Again, I said straight up that Java is not a good target platform to assume reasonable native translation from 6502 code, and I care more about figuring out what unknown 6502 code does than how it's expressed in other languages. Porting 6502 to the JVM is your bone to pick here, not mine. The particular example you brought up worked out in expressability, which is a separate issue than typecast attempts.
Quote:
1) To demonstrate the JMP (x) problem is not solvable via constant propogation.
It is not always solvable via constant propagation. I never claimed it was, and pointed out your misrepresentation of this multiple times. If the variable is treated by the code under scrutiny as a simple enumeration of literal addresses, then in that particular case the problem of what x can hold is solvable. (again, replace "address" with "type" or whatever, and the concept is platform-agnostic)
Quote:
2) To demonstrate that certain 6502 code sequences are not natively implementable in Java bytecode because Java bytecode is limited, because it is designed to allow static code analysis.
...which is exactly why non-literal transformation would be required. Such transformation is potentially, but not always, possible with complexities approaching the halting problem. The particular example presented did allow for algorithmic transformation of 6502 stack hackery into a clean Java method call, and is a great case for when such analysis is fruitful.
Quote:
You seem to consider yourself very knowledgeable about compiler optimizations.
I mentioned them in passing reference. Garth already pointed to your resume, which I read, and thought optimization would be an apt parallel to the issue of constraints surrounding the usability of a technique, which you listed as a negative trait. Code analysis and potential recompilation as discussed here are non-optimizing transformations, as far as I'm concerned. My focus is reverse-engineering.
Quote:
The problem that I see is that you have latched onto this idea that this is a problem which can be solved by a compiler optimization, even after I have pointed out the holes in the proposed solution.
1) Constness is simply a predicate, not an optimization as used here. 2) You correctly point out holes in things that I didn't say, and I agree.
Quote:
First, you think cprop will solve the problem. I point out it doesn't handle the PRIMM case.
Your solution is to simulate execution of the code in order to derive the correct values.
I will point out (for some cases) that values are dependent on values in NES hardware registers.
Your solution will be to simulate the NES hardware during recompilation... recompilation... recompilation...
At every step, I noted the boundaries of tractability. The point is that if it doesn't work everywhere, some progress on analyzing a piece of code is better than no progress. Those who refuse to do any such analysis because its applicability is contextual make no progress on automatically reversing any particular code sample.

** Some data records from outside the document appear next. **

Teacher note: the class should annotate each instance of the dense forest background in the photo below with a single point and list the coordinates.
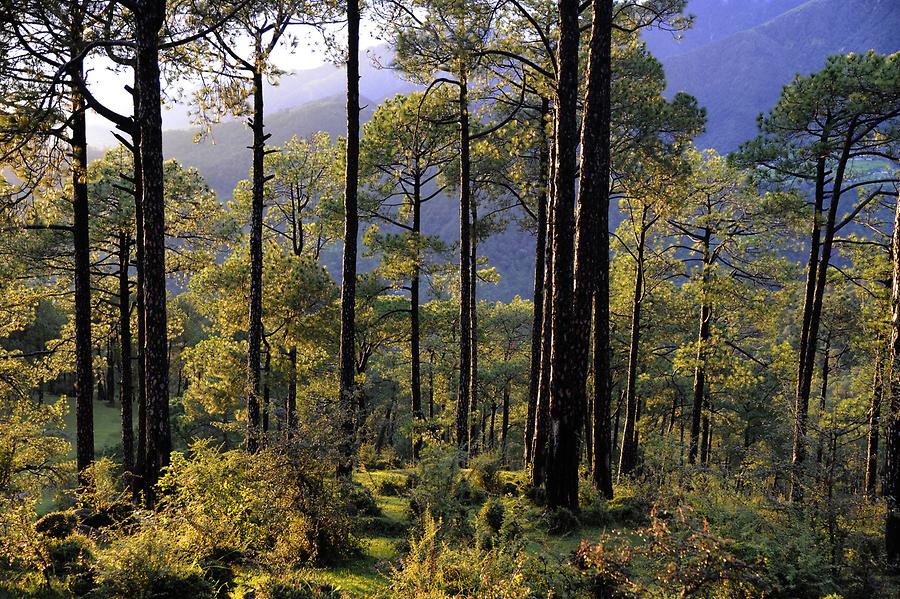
(511, 298)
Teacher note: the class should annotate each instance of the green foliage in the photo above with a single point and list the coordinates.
(149, 564)
(485, 472)
(441, 492)
(283, 505)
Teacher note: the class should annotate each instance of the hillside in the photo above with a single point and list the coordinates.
(735, 60)
(741, 75)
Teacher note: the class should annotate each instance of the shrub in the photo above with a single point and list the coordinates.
(435, 569)
(295, 585)
(57, 525)
(441, 492)
(358, 500)
(149, 564)
(485, 471)
(388, 487)
(674, 556)
(283, 507)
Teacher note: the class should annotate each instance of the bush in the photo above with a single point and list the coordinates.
(57, 525)
(295, 585)
(441, 492)
(676, 555)
(435, 569)
(148, 564)
(388, 487)
(359, 501)
(490, 522)
(283, 507)
(485, 471)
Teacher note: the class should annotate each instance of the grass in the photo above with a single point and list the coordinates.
(107, 436)
(107, 426)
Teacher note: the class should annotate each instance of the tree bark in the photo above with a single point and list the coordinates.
(538, 293)
(592, 241)
(890, 488)
(874, 423)
(127, 394)
(84, 375)
(254, 326)
(415, 382)
(149, 15)
(473, 323)
(347, 404)
(566, 399)
(542, 411)
(628, 456)
(465, 286)
(141, 448)
(700, 369)
(804, 383)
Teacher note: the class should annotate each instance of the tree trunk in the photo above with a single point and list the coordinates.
(141, 449)
(700, 368)
(537, 318)
(414, 349)
(504, 424)
(890, 487)
(804, 384)
(706, 434)
(542, 413)
(473, 320)
(126, 397)
(266, 404)
(628, 457)
(465, 286)
(84, 374)
(111, 370)
(565, 395)
(254, 325)
(149, 15)
(347, 405)
(592, 241)
(874, 423)
(291, 415)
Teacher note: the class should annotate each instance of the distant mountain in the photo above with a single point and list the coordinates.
(736, 59)
(740, 75)
(222, 156)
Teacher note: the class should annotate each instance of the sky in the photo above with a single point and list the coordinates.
(108, 84)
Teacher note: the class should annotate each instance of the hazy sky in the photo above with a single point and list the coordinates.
(109, 86)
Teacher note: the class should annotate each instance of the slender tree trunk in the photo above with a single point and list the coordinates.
(504, 424)
(706, 438)
(84, 374)
(126, 398)
(473, 320)
(291, 415)
(565, 395)
(138, 175)
(542, 412)
(700, 368)
(890, 487)
(111, 370)
(823, 396)
(874, 422)
(465, 286)
(538, 293)
(348, 267)
(149, 15)
(254, 326)
(804, 384)
(266, 404)
(414, 350)
(628, 457)
(592, 241)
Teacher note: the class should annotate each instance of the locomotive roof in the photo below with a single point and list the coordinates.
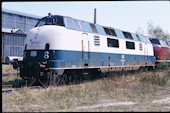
(141, 36)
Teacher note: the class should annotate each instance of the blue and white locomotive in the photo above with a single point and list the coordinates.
(62, 45)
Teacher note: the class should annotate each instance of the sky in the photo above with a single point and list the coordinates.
(129, 16)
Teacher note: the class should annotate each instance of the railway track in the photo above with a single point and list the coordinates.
(8, 88)
(9, 74)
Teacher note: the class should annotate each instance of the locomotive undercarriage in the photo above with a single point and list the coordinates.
(39, 72)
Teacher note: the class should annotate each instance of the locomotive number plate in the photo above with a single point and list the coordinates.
(33, 53)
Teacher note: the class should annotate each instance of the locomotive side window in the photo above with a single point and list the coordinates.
(54, 20)
(93, 27)
(130, 45)
(113, 32)
(112, 42)
(155, 41)
(25, 46)
(138, 37)
(88, 28)
(47, 46)
(140, 46)
(96, 41)
(70, 23)
(59, 21)
(127, 35)
(76, 25)
(107, 31)
(82, 25)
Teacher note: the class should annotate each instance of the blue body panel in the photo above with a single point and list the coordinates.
(67, 59)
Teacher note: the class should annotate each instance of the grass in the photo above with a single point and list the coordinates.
(142, 87)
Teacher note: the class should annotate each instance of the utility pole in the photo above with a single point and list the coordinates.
(95, 16)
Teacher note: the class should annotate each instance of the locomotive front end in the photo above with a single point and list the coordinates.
(39, 48)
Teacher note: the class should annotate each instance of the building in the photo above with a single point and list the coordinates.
(15, 26)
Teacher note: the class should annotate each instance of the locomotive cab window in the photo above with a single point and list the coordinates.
(53, 20)
(138, 37)
(70, 23)
(96, 41)
(47, 46)
(107, 31)
(130, 45)
(76, 25)
(93, 27)
(127, 35)
(112, 42)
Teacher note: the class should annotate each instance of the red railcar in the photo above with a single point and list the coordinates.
(161, 50)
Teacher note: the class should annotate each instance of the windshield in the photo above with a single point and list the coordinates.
(53, 20)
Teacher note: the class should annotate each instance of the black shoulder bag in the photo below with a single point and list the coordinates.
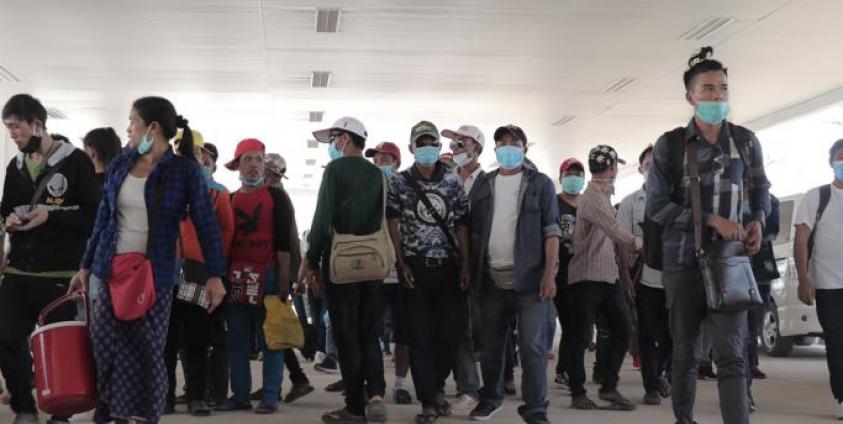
(439, 220)
(726, 270)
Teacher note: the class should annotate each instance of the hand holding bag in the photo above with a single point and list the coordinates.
(726, 270)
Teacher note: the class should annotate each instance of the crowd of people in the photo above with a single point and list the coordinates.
(176, 267)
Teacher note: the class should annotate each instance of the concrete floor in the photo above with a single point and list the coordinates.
(797, 391)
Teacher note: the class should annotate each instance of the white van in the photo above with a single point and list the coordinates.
(788, 321)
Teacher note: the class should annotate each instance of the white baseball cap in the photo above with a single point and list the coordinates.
(347, 123)
(466, 131)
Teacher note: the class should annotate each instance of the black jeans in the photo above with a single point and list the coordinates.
(355, 311)
(433, 309)
(21, 300)
(297, 375)
(586, 300)
(653, 335)
(830, 314)
(191, 328)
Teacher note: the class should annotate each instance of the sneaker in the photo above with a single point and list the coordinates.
(376, 411)
(335, 387)
(232, 404)
(402, 397)
(617, 401)
(26, 419)
(198, 408)
(328, 366)
(464, 403)
(342, 416)
(562, 380)
(665, 389)
(509, 388)
(484, 411)
(652, 398)
(297, 392)
(537, 418)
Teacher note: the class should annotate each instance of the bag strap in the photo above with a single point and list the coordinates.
(825, 197)
(156, 205)
(696, 196)
(411, 180)
(45, 179)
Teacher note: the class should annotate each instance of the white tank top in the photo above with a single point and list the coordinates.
(132, 224)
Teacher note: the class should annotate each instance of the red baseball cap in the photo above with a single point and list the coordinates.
(385, 147)
(247, 145)
(567, 164)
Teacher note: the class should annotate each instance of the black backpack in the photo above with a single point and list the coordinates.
(675, 139)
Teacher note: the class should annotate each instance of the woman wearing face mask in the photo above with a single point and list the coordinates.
(146, 193)
(102, 145)
(190, 325)
(572, 180)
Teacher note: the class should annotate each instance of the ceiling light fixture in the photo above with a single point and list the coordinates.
(327, 20)
(706, 29)
(320, 79)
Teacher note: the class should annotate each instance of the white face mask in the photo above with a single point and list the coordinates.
(462, 159)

Too many people simply throw their hands up and walk away from the concept in general, but some immediate chipping can be made at these barriers.
Complete coverage of everything needed to resolve everything would be nice. This is feasible on the low end and known to be impossible on the high end of complexity. The point is to raise that low end, not to claim all is possible.
Plus, again, I'm talking about reverse engineering analyses that might be useful in recompilation, not about the end goal of recompilation and all it would require.
(I also realized that I made reference to the crowdfunding guy in a prior post; sorry, wrong thread)
PS. I continue in good faith of interesting technical discussion and resolving misunderstandings, not argumentative rage.